Duration: 1 Day
Descrizione
Global Navigation Satellite Systems (GNSS), including GPS, Galileo, GLONASS and BeiDou, are widely used for navigation, tracking, fleet management, emergency service operations and timing. The increasing availability of low-cost GNSS jammers, together with more sophisticated spoofing techniques, creates an operational challenge for law enforcement and associated agencies.
This one-day course gives participants a practical understanding of GNSS interference, how jamming and spoofing present in operational environments, and how suspected incidents should be recognised, recorded, escalated and investigated. The course deliberately compresses technical theory and emphasises field detection using the GPSPATRON GP-Probe Nano L1 detector/logger.
Participants handle the detector, complete a baseline survey, interpret alert behaviour, capture logs or screenshots, and apply an evidence-focused incident workflow. Spoofing is covered as an awareness and escalation topic; the hands-on component is focused on practical jamming/interference detection and operational reporting rather than detailed RF direction finding or forensic GNSS analysis.
This programme is suitable as a standalone operational overview and as a progression route into a fuller GNSS interference investigation course for delegates who require detailed spectrum-analysis, direction-finding, spoofing-investigation or evidential casework capability.
Course Structure
The course is structured as a one-day operational overview with practical detector handling. Timings and exercise emphasis can be tailored for police, border, transport, port, aviation, maritime or critical infrastructure audiences.
Course Contents
- GNSS, Operational Dependency and Threat Drivers
- GNSS Jamming, Spoofing and Criminal Use Cases
- Operational Indicators, Triage and Reporting
- GPSPATRON GP-Probe Nano L1 Familiarisation
- Baseline Survey, Field Detection and Source Narrowing
- Legal, Evidence and Multi-Agency Escalation
- Scenario, Debrief and Next-Step Decisions
Learning Objectives
Participants completing this course will be able to:
- Explain how GNSS is used for operational tracking, navigation and timing, and why receiver-level interference can disrupt policing, transport and infrastructure activity.

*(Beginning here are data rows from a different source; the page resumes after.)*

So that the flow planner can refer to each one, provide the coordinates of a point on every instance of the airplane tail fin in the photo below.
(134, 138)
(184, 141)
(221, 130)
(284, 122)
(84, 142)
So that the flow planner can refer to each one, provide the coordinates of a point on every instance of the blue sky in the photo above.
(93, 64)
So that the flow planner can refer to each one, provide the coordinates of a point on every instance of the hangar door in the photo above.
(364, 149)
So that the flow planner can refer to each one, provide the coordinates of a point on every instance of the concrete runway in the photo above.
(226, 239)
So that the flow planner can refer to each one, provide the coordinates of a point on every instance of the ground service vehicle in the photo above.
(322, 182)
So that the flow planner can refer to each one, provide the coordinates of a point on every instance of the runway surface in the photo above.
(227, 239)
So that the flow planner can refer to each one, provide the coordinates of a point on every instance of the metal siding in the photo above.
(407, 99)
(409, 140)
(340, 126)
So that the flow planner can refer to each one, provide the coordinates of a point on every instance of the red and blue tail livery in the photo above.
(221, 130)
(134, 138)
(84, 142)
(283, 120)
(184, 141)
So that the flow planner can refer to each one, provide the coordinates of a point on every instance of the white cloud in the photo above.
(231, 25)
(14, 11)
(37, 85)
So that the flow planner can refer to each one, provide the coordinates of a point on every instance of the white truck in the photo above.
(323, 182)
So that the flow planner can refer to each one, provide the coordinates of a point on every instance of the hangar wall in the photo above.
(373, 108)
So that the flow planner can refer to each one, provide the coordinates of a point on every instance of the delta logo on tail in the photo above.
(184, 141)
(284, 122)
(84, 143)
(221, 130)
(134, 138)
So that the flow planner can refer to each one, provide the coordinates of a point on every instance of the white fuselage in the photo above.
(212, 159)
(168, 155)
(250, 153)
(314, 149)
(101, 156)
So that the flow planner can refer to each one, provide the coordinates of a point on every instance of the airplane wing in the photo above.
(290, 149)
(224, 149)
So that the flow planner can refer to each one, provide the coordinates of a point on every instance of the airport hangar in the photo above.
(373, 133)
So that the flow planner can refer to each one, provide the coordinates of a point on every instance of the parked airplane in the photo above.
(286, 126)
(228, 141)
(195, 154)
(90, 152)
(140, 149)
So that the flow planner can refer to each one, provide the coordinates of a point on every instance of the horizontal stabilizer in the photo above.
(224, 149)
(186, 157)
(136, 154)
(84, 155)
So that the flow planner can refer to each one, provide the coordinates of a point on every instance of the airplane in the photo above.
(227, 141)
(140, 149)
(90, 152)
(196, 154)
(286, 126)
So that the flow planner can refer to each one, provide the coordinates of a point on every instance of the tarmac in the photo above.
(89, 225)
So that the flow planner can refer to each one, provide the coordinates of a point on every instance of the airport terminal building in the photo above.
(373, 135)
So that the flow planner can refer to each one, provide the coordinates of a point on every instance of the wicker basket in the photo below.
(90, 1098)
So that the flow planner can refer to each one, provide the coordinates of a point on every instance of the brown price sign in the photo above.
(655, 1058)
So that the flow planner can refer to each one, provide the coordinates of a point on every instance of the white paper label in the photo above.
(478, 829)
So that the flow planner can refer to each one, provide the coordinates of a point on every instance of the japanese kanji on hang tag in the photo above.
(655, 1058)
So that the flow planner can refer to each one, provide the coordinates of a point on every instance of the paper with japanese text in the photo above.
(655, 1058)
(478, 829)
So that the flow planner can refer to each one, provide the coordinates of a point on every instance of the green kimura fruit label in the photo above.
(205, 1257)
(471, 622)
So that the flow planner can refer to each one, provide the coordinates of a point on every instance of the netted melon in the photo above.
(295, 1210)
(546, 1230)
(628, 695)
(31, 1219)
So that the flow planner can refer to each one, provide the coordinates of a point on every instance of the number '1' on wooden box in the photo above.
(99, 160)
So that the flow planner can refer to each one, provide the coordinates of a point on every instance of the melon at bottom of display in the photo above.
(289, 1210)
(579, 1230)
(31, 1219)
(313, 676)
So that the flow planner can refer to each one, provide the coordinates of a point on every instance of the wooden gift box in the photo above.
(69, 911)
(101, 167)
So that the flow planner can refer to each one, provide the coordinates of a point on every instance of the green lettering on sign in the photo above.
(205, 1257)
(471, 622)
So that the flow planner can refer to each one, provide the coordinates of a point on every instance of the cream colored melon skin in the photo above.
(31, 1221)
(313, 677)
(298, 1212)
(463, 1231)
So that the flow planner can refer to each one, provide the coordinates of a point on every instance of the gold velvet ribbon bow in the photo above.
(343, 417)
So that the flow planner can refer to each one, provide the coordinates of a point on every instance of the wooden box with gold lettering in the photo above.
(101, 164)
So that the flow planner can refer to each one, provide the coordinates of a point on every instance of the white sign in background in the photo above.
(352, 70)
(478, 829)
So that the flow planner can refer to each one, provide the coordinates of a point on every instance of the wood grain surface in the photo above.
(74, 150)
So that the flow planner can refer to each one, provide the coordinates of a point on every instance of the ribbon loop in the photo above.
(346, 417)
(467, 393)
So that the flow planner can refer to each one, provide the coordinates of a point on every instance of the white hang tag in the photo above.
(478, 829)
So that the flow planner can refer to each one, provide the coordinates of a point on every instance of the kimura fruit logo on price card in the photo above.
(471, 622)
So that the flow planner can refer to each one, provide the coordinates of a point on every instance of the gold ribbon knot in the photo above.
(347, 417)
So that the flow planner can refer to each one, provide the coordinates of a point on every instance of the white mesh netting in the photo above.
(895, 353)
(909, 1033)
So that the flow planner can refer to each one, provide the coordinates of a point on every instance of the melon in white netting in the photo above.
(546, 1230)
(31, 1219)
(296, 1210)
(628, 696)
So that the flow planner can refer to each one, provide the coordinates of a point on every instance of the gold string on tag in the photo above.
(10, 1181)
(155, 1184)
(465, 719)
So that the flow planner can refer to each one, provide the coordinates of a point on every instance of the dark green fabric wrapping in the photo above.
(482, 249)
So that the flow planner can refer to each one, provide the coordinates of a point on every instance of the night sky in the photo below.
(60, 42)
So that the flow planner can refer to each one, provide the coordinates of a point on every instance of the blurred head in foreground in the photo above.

- Distinguish at a practical level between GNSS jamming, spoofing, poor reception, multipath, receiver faults and tracking-platform anomalies.
- Recognise common criminal and public-safety use cases for GNSS interference, including vehicle theft, cargo crime, tracker evasion, drone-related disruption and critical infrastructure impacts.
- Use the GPSPATRON GP-Probe Nano L1 at a user level for detector/logger familiarisation, including device-status checking, detector/logger mode awareness, alert interpretation and Android-assisted visualisation where available.
- Conduct a structured baseline survey and preliminary source-narrowing activity using safe movement, signal-strength observations, approach/retreat checks and appropriate supervision.